There are approximately eight million cats kept in the UK [Pet Food Manufacturers Association (PFMA) 2012].
They all vary in size, body shape and temperament. The majority of cats owned in the UK are non-pedigrees. Typically, cats live for fourteen years, but many live for much longer.
Your duty to care
Owning and caring for a cat is great fun and very rewarding, but it is also a big responsibility. If you own or are responsible for a cat, even on a temporary basis, you are required under the Animal Welfare Act to care for it properly.
Understanding cat's needs
Cats retain much of the biology and behaviour of the wild cats they originated from, this means they have very complex needs that must be met if they are to be kept healthy and happy.

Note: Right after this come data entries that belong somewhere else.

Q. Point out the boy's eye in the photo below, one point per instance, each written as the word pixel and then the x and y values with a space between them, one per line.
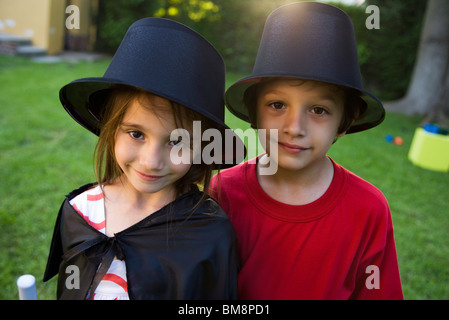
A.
pixel 277 105
pixel 319 110
pixel 136 135
pixel 174 142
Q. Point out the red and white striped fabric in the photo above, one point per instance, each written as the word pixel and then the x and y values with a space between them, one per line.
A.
pixel 90 205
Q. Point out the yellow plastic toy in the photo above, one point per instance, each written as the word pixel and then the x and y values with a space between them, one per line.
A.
pixel 430 150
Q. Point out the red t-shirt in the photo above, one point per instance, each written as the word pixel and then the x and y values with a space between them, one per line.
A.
pixel 340 246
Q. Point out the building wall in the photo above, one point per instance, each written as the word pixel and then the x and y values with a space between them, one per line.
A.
pixel 44 22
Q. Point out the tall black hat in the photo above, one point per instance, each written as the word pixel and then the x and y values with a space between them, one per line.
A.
pixel 165 58
pixel 311 41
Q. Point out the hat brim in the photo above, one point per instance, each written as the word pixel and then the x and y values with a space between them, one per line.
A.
pixel 373 116
pixel 84 99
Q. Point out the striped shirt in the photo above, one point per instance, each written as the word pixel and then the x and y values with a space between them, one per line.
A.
pixel 90 205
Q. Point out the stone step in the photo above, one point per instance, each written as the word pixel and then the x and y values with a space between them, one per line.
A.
pixel 30 51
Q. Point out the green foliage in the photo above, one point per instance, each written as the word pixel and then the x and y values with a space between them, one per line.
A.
pixel 388 54
pixel 234 27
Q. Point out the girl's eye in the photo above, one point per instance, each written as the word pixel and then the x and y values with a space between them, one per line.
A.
pixel 174 142
pixel 136 135
pixel 319 111
pixel 277 105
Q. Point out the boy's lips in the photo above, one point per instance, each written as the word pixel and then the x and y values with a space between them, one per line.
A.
pixel 148 177
pixel 292 148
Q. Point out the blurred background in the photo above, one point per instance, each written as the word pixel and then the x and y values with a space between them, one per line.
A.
pixel 44 154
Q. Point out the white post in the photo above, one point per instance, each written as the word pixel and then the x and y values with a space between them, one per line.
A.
pixel 27 287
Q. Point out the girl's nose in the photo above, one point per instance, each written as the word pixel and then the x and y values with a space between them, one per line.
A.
pixel 152 156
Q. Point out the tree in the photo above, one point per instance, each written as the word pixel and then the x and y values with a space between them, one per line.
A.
pixel 428 91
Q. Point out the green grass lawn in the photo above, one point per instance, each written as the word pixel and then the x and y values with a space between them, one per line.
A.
pixel 44 154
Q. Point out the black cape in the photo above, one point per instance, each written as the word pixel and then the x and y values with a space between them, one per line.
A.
pixel 171 254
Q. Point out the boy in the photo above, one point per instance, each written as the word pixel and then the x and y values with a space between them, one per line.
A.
pixel 312 230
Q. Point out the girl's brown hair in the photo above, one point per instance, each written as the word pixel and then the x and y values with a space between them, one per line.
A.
pixel 116 103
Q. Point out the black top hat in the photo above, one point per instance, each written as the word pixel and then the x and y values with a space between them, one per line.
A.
pixel 163 57
pixel 312 41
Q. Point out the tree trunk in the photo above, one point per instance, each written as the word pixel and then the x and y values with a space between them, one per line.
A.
pixel 428 92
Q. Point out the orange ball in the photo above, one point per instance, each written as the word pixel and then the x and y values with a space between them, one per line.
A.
pixel 398 141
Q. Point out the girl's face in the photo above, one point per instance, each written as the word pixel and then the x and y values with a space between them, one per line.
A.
pixel 142 148
pixel 306 114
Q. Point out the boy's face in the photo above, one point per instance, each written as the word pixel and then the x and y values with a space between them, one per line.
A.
pixel 306 114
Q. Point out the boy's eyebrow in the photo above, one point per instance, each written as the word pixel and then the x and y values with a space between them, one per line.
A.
pixel 326 96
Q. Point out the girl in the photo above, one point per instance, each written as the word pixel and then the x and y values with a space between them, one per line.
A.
pixel 144 230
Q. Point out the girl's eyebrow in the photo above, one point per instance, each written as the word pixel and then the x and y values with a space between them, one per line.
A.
pixel 131 126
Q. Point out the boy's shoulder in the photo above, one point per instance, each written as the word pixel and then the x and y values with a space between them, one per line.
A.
pixel 233 173
pixel 362 193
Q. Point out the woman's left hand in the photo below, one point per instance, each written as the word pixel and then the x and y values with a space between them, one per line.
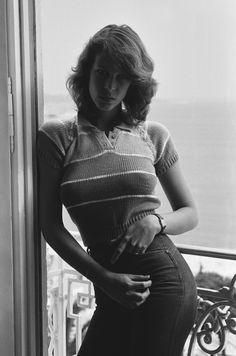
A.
pixel 138 237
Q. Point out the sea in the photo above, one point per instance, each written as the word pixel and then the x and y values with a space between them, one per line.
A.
pixel 204 133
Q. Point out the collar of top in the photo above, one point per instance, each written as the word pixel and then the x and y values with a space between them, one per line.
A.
pixel 84 122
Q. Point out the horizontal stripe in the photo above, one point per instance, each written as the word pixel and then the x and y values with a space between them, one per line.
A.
pixel 112 199
pixel 107 176
pixel 108 152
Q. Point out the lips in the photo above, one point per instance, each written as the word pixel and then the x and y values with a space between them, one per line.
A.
pixel 107 99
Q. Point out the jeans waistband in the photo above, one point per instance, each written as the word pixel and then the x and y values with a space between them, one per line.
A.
pixel 160 243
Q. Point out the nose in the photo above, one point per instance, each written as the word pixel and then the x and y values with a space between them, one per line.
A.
pixel 110 83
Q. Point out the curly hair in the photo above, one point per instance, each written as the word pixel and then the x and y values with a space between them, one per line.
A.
pixel 125 47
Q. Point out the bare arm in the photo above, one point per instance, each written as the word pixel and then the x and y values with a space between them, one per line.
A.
pixel 184 216
pixel 129 290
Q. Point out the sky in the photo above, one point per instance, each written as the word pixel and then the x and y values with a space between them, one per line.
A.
pixel 192 42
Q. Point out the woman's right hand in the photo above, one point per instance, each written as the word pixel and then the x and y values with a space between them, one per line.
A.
pixel 127 289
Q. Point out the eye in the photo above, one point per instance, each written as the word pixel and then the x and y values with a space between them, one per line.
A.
pixel 122 77
pixel 101 72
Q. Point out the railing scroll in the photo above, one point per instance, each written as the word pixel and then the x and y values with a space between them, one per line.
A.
pixel 216 320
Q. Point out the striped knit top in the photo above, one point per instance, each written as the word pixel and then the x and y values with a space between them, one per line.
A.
pixel 107 181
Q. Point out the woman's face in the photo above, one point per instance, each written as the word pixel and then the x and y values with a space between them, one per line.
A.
pixel 107 84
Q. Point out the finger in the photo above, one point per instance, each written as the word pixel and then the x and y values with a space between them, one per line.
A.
pixel 141 286
pixel 140 298
pixel 139 277
pixel 119 250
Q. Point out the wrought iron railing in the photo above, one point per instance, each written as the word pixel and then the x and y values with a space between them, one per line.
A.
pixel 71 303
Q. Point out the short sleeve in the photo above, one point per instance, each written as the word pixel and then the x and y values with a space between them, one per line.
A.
pixel 166 154
pixel 51 143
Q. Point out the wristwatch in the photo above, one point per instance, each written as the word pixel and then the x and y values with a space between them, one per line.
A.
pixel 161 222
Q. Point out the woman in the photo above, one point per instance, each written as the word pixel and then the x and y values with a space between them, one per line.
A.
pixel 104 166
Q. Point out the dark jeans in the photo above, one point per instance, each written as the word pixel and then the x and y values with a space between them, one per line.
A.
pixel 160 326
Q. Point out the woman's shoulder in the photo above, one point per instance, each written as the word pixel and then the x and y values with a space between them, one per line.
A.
pixel 60 131
pixel 156 131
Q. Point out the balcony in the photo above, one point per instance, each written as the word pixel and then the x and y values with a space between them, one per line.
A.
pixel 71 304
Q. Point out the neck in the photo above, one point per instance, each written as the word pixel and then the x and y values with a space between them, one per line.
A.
pixel 106 120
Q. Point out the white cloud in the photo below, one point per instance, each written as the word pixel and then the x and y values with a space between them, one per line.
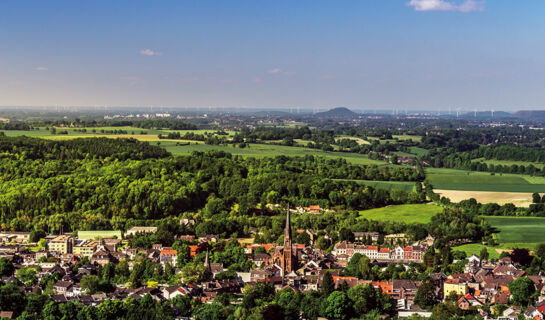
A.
pixel 281 72
pixel 132 80
pixel 275 71
pixel 447 5
pixel 150 53
pixel 327 77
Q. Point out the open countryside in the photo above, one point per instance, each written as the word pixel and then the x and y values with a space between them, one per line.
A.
pixel 407 213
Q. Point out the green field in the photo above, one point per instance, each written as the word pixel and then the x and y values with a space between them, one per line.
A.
pixel 91 235
pixel 408 213
pixel 173 146
pixel 451 179
pixel 387 185
pixel 475 248
pixel 510 163
pixel 407 137
pixel 513 232
pixel 518 230
pixel 268 150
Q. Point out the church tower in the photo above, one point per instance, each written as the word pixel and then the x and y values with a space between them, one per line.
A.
pixel 288 257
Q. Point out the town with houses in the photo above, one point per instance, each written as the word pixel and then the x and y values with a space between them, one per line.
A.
pixel 294 266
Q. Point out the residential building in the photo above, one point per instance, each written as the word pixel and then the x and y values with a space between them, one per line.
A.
pixel 62 244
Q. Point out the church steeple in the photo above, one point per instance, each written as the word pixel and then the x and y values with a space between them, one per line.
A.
pixel 288 258
pixel 287 232
pixel 207 268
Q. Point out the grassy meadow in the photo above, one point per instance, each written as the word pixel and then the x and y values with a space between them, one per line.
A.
pixel 99 234
pixel 451 179
pixel 388 185
pixel 408 213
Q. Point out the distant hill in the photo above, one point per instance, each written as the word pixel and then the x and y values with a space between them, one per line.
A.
pixel 487 115
pixel 337 113
pixel 273 113
pixel 530 114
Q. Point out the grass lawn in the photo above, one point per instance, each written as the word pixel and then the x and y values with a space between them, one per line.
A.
pixel 90 235
pixel 408 213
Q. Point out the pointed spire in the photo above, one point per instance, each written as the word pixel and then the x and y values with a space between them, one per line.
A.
pixel 207 262
pixel 287 235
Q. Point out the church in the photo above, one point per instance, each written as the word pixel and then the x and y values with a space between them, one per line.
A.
pixel 286 257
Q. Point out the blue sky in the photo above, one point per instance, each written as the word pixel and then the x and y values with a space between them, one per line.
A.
pixel 366 54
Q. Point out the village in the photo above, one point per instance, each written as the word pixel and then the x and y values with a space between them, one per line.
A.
pixel 294 266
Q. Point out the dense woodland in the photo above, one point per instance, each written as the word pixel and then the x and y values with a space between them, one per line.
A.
pixel 103 183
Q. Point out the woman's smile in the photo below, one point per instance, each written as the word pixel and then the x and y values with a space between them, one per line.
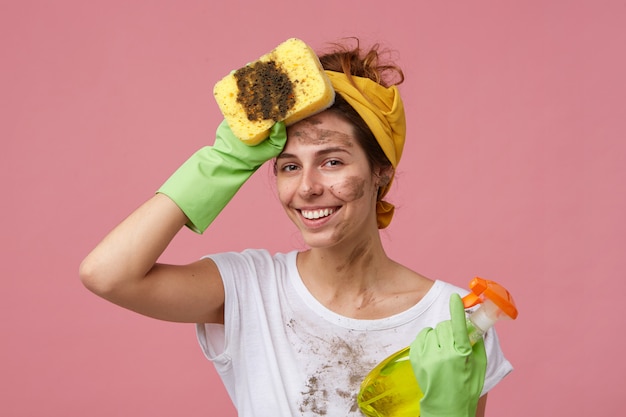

There is no one 'perfect' way to care for all cats because every cat and every situation is different. It is up to you how you look after your cat, but you must take reasonable steps to ensure that you meet all its needs.
Read our expert reviewed pet care information to find out more about the needs of cats: Environment, Diet, Behaviour, Company and Health and welfare.
You can also download our booklet: How to take care of your cat (pdf 1.95MB).
Domestic cats (Felis catus) are thought to originate from the African Wildcat and retain much of this species’ biology and behaviour. Why not view our full Cat Factfile (PDF 44KB).
Cats have highly developed senses
- Cats can detect higher frequencies of sound than dogs or humans.
Cats use a range of methods to communicate
- Cats communicate visually using different body postures, facial expressions, ear and tail positions, as well as visual markers such as scratch marks or the deposition of faeces.
Cats are territorial
- Cats mark their territory by scratching, spraying urine and depositing faeces.
Cats are meat eaters
- Cats cannot survive without the nutrients found in animal-derived materials.
Cats are playful
- Play helps improve motor skills, brain training and social behaviour.